Le maestranze della Fondazione Teatro Massimo scioperano contro la cassa integrazione applicata nonostante le produzioni del teatro siano in corso e proclamano lo stato d’agitazione e lo sciopero per Cavalleria Rusticana, in programma al Teatro di Verdura, il prossimo 9 agosto nell’ambito della rassegna “Sotto una nuova luce”.
Con questa decisione il sindacato autonomo FIALS manifesta il proprio dissenso in merito all’accordo che la Fondazione Teatro Massimo ha sottoposto ai lavoratori. Accordo che prevede altre nove settimane di Fondo d’Integrazione Salariale con la possibilità di porre alcuni dipendenti in cassa integrazione, nonostante vi siano delle produzioni in corso, scardinando così uno dei capisaldi dell’attuale contratto collettivo nazionale.
“La fondazione aveva avuto accesso al fondo durante il periodo del lockdown per far fronte all’emergenza Covid 19. Oggi, nonostante le maestranze siano rientrate in teatro, viene chiesto l’accesso alla cassa integrazione per alcuni dipendenti e questo in un momento in cui il teatro continua a produrre”, spiega il segretario della Fials di Palermo, Antonio Barbagallo. Ma a rendere ancor più grave la questione sono i motivi che hanno portato la direzione del teatro ad avanzare questa richiesta. Ci sarebbe, infatti, un presunto ammanco di 6 milioni di euro dovuto al mancato incasso per via dell’emergenza Coronavirus. Una cifra notevole se si considera che la stessa è stata incassata nel 2019, nell’arco di dodici mesi, mentre nel 2020 sarebbe andata persa in soli tre mesi.

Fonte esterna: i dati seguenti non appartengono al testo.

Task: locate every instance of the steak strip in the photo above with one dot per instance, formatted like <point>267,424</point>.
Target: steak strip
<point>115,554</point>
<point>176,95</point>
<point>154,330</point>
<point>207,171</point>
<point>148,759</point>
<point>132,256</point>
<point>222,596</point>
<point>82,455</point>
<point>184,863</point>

“Ma allora perché una fondazione che può incassare così tanto dalla propria attività produttiva si permette il lusso di bloccarla per quattro settimane nel periodo estivo, per poi ripartire a settembre, a ranghi ridotti, mettendo a rischio anche la qualità artistica – si chiede Antonio Barbagallo – la sensazione è che ancora una volta saranno i dipendenti a pagare una crisi sia in termini economici, sia in termini di diritti – prosegue il segretario provinciale – mentre la fondazione incasserà per altre nove settimane i contributi pubblici scaricando il costo del personale (77,7% dei costi totali) sull’inps, ovvero sulla collettività. A tutto ciò va sommato il blocco totale di tutti i tavoli di trattativa: da quello sull’integrativo allo spostamento del giorno di riposo, passando per la pianta organica e per le stabilizzazioni”.